A 1 x 1 matrix is the smallest possible valid input. This case can expose indexing mistakes or boundary-condition bugs. For example, implementations with incorrect loop conditions may accidentally move outside bounds immediately. Our implementation handles this naturally because the search begins at the only element and performs exactly one comparison.

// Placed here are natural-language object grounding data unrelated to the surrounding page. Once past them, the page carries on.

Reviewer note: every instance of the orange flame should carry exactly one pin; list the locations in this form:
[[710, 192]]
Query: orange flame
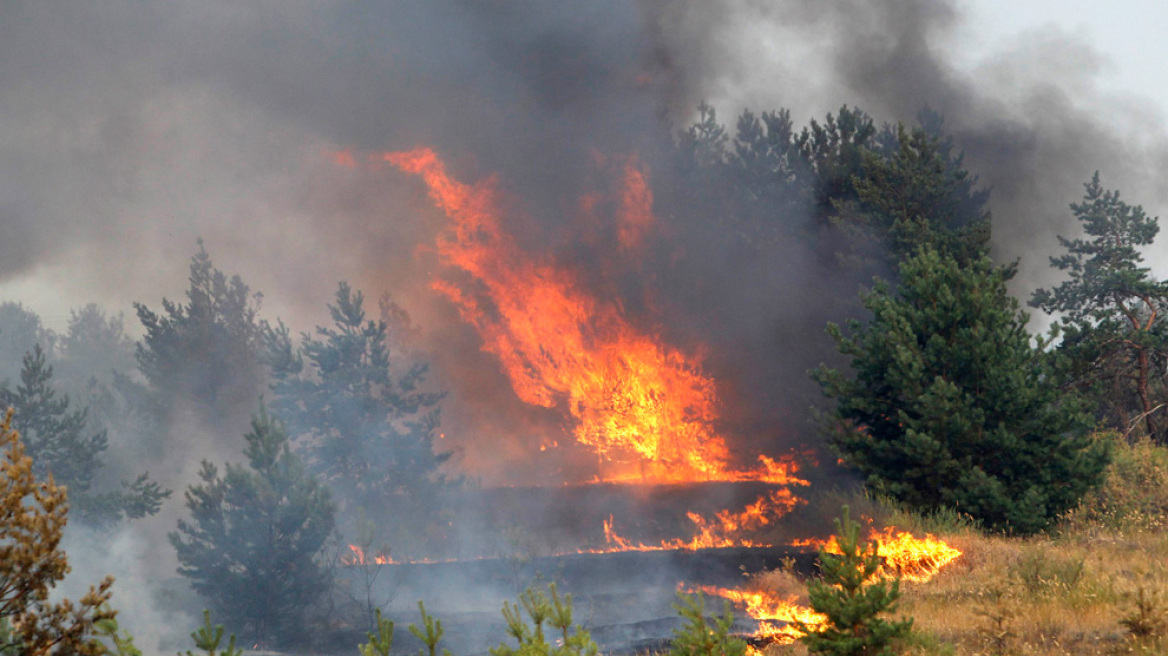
[[770, 609], [905, 557], [359, 558], [634, 399], [724, 530]]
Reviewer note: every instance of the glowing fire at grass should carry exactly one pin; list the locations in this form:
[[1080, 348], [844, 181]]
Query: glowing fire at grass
[[908, 557], [905, 557]]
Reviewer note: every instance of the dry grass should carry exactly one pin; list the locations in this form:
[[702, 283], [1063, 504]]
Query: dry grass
[[1098, 585]]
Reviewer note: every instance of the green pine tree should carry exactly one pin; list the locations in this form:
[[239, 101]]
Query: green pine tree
[[1114, 337], [61, 445], [701, 635], [951, 406], [853, 599], [254, 537], [919, 195], [369, 430]]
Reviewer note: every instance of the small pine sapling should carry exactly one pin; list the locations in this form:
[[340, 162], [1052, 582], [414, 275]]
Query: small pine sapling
[[379, 644], [432, 634], [852, 597], [701, 635], [208, 637], [557, 612]]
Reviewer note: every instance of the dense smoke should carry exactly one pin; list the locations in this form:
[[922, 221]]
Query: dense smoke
[[133, 128]]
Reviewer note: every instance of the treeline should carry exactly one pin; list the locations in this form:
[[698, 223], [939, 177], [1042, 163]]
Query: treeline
[[938, 395], [263, 537]]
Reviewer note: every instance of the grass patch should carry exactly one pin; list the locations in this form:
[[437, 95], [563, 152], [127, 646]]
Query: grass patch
[[1096, 585]]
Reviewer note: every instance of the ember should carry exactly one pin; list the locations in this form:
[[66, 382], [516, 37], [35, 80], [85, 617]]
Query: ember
[[910, 558]]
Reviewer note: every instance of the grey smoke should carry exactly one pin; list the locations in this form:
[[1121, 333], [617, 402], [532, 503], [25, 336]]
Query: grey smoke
[[132, 128]]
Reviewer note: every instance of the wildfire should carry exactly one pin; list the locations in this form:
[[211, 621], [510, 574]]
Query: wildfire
[[908, 557], [359, 558], [769, 611], [645, 406]]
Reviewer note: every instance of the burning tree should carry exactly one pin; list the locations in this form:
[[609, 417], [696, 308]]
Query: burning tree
[[952, 407], [32, 521], [254, 537]]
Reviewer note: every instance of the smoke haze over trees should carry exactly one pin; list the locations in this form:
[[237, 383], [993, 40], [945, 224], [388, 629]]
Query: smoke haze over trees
[[770, 133]]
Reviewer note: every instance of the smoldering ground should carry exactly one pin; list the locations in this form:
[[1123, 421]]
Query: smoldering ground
[[130, 130]]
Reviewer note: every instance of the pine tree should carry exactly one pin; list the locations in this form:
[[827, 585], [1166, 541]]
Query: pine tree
[[1114, 337], [368, 432], [254, 537], [61, 446], [853, 599], [33, 516], [952, 407]]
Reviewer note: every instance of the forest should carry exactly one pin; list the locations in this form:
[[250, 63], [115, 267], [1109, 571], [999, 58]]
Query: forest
[[294, 467]]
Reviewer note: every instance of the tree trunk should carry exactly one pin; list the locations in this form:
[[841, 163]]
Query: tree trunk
[[1144, 396]]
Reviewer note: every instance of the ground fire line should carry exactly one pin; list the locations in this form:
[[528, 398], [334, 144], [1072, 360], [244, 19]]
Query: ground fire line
[[645, 407]]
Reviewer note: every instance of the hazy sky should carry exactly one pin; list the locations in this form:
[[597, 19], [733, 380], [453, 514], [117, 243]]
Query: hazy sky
[[131, 130]]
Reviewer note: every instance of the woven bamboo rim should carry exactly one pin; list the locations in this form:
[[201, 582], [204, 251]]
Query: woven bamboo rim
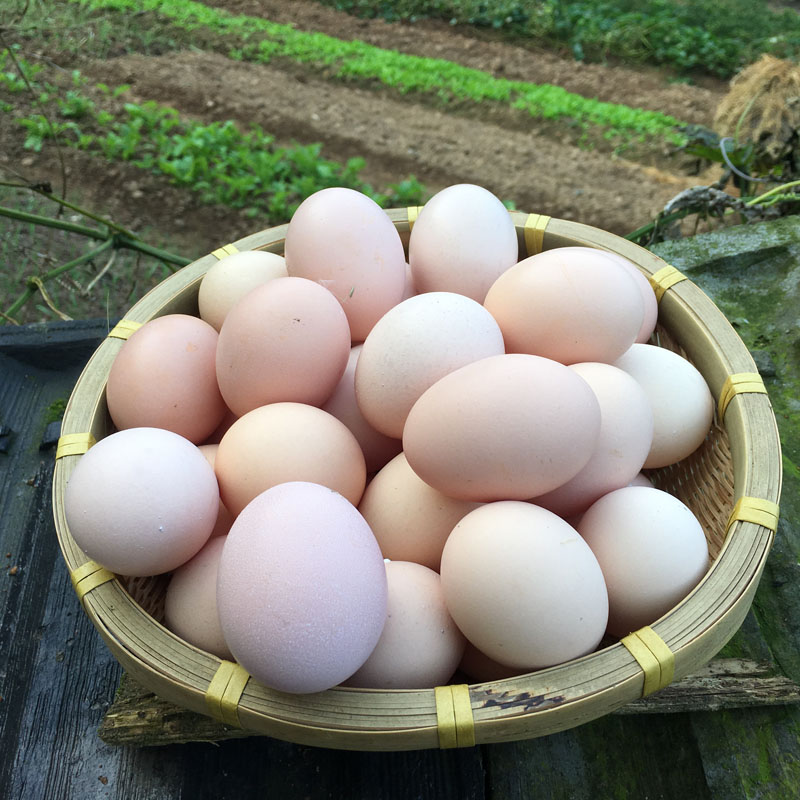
[[740, 458]]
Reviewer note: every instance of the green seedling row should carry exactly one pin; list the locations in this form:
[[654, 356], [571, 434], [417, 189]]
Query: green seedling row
[[263, 40], [218, 161]]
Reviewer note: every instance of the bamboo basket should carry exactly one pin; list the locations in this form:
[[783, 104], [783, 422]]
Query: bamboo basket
[[732, 483]]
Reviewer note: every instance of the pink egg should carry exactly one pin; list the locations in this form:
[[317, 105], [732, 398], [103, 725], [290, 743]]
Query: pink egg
[[523, 586], [283, 442], [231, 278], [413, 345], [141, 501], [683, 407], [301, 589], [462, 241], [504, 427], [569, 304], [224, 517], [286, 340], [190, 602], [378, 448], [420, 646], [652, 551], [410, 519], [626, 434], [164, 377], [344, 240]]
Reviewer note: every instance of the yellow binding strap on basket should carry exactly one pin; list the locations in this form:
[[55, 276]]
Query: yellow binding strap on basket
[[754, 509], [654, 657], [739, 383], [89, 576], [124, 328], [225, 691], [74, 444], [454, 716], [535, 226], [413, 213], [225, 250], [663, 279]]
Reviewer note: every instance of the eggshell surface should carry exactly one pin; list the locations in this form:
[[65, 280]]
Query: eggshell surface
[[505, 427], [462, 241], [420, 645], [523, 586], [301, 588], [626, 434], [344, 240], [413, 345], [378, 448], [190, 602], [284, 442], [569, 304], [652, 551], [141, 501], [410, 519], [231, 278], [164, 376], [285, 341], [683, 407]]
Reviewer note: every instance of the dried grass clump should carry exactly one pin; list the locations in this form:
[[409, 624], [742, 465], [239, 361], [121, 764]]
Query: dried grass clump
[[763, 106]]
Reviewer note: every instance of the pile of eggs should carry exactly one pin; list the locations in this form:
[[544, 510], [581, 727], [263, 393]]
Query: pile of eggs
[[375, 473]]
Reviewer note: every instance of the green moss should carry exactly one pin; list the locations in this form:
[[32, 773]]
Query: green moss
[[55, 411]]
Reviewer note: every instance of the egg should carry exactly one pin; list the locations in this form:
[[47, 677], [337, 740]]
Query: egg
[[569, 304], [231, 278], [652, 551], [301, 588], [343, 240], [413, 345], [285, 341], [683, 407], [523, 586], [224, 517], [283, 442], [164, 376], [626, 434], [505, 427], [190, 602], [410, 519], [378, 448], [462, 241], [420, 646], [141, 501]]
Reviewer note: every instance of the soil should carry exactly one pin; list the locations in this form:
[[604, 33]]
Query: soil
[[522, 161]]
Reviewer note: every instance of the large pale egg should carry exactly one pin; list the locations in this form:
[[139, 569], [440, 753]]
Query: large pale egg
[[164, 377], [284, 442], [286, 340], [626, 434], [420, 646], [343, 240], [570, 304], [523, 586], [190, 602], [231, 278], [378, 448], [413, 345], [301, 588], [652, 551], [410, 519], [650, 317], [505, 427], [462, 241], [141, 501], [683, 407]]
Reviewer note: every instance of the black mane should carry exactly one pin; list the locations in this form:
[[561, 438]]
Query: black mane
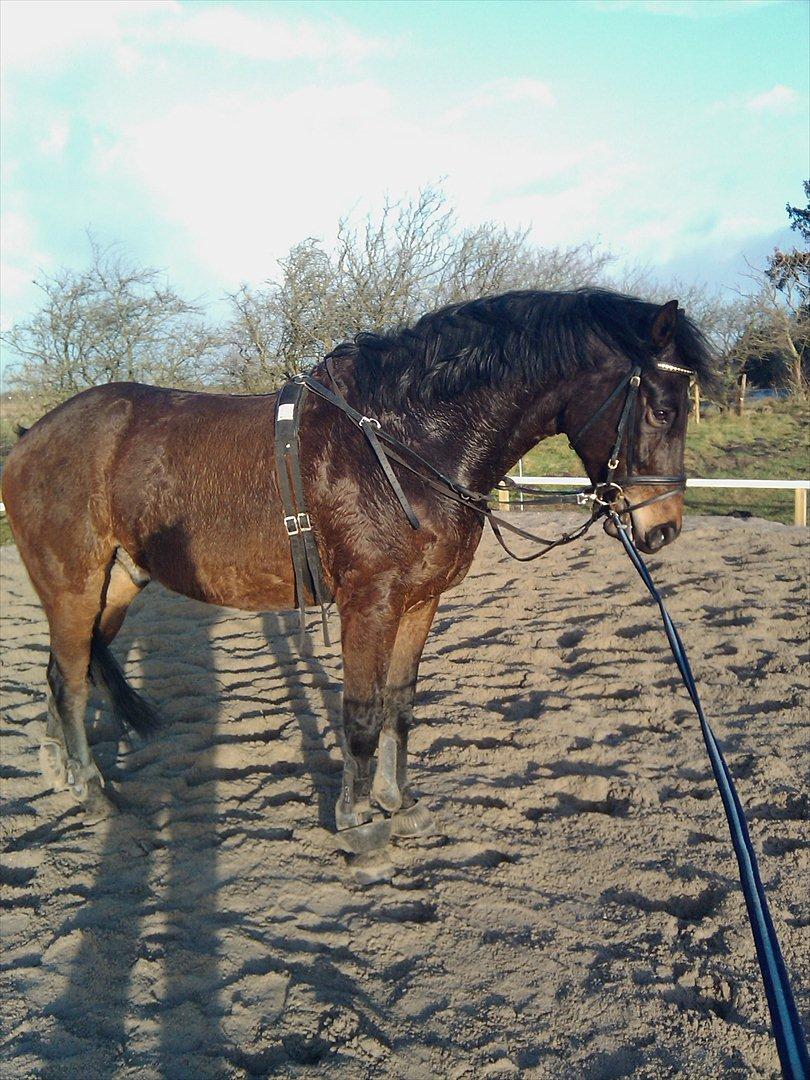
[[532, 336]]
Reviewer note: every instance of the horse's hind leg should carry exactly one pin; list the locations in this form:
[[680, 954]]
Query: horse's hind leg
[[66, 754], [390, 787]]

Target Outside Matrix Range

If the target is smaller than the smallest element or larger than the largest element, a naive algorithm may still scan much of the matrix unnecessarily. For example:

[
 [5, 6],
 [7, 8]
]

Searching for 1 or 100 should quickly fail. The top-right search naturally eliminates rows or columns until it exits bounds, correctly returning false.

Single Row or Single Column

Matrices with only one row or one column behave differently because movement becomes one-dimensional. Bugs often occur when algorithms assume both dimensions are larger than one. In a single-row matrix, the algorithm repeatedly moves left. In a single-column matrix, it repeatedly moves downward. Since our loop condition explicitly checks bounds, both cases are handled correctly without special-case logic.

Negative Numbers and Large Values

Because values can range from -10^9 to 10^9, implementations must avoid assumptions about positivity or small ranges. Our solution relies only on comparisons, not arithmetic tricks or indexing based on value magnitude, so it works correctly regardless of number size or sign.